Gillian Thorp went to her local Trader Joe’s in Santa Clara in search for a dozen eggs that now costs her $4, assuming she could find some in the first place.

“I stopped by the egg section and there were only two choices,” Thorp said. “It was pretty empty. I usually only purchase organic eggs and there was only one choice for that.”

The bird flu isn’t going anywhere.

In fact, a fresh wave is sweeping across the United States right now.

So if you love eggs, that is really bad news.

Meanwhile, the size of the U.S. cattle herd has fallen to the lowest level since 1961…

America’s beef cow inventory has steadily declined over the last half-decade, reaching 64-year lows and signaling a deepening crisis across the cattle industry. As the cattle crisis worsens, consumers should brace for higher ground beef prices.

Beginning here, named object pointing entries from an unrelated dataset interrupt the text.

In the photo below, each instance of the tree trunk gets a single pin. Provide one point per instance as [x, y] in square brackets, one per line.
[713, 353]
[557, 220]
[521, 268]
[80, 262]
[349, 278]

The shrinking beef supply has pushed the nation’s herd size to its smallest level since 1961. With severe droughts, high interest rates, costly feed prices, sliding farm income, surging farm debt, and a shifting consumer preference toward cheaper chicken, struggling ranchers have been culling heifers, preventing any meaningful recovery in the number of calves necessary to expand the nation’s herds.

There were 183 million people living in the United States in 1961.

Today, our population is nearly double that figure.

So we have the same amount of beef that we did in 1961 to feed almost twice as many people.

If you were wondering why beef prices had gotten so high, now you know.

Instead of eating a steady diet of high quality food, we are being fed an endless stream of heavily-processed packaged foods that are loaded with extremely unhealthy filler ingredients such as high fructose corn syrup.

Sadly, many Americans are in such financial distress that the heavily-processed packaged foods are all that they can afford.

Of course even the heavily-processed packaged foods are quite a bit more expensive than they once were.

We have definitely entered very dangerous territory, and I fully expect the trends that have been pushing up food prices to accelerate even more in 2025.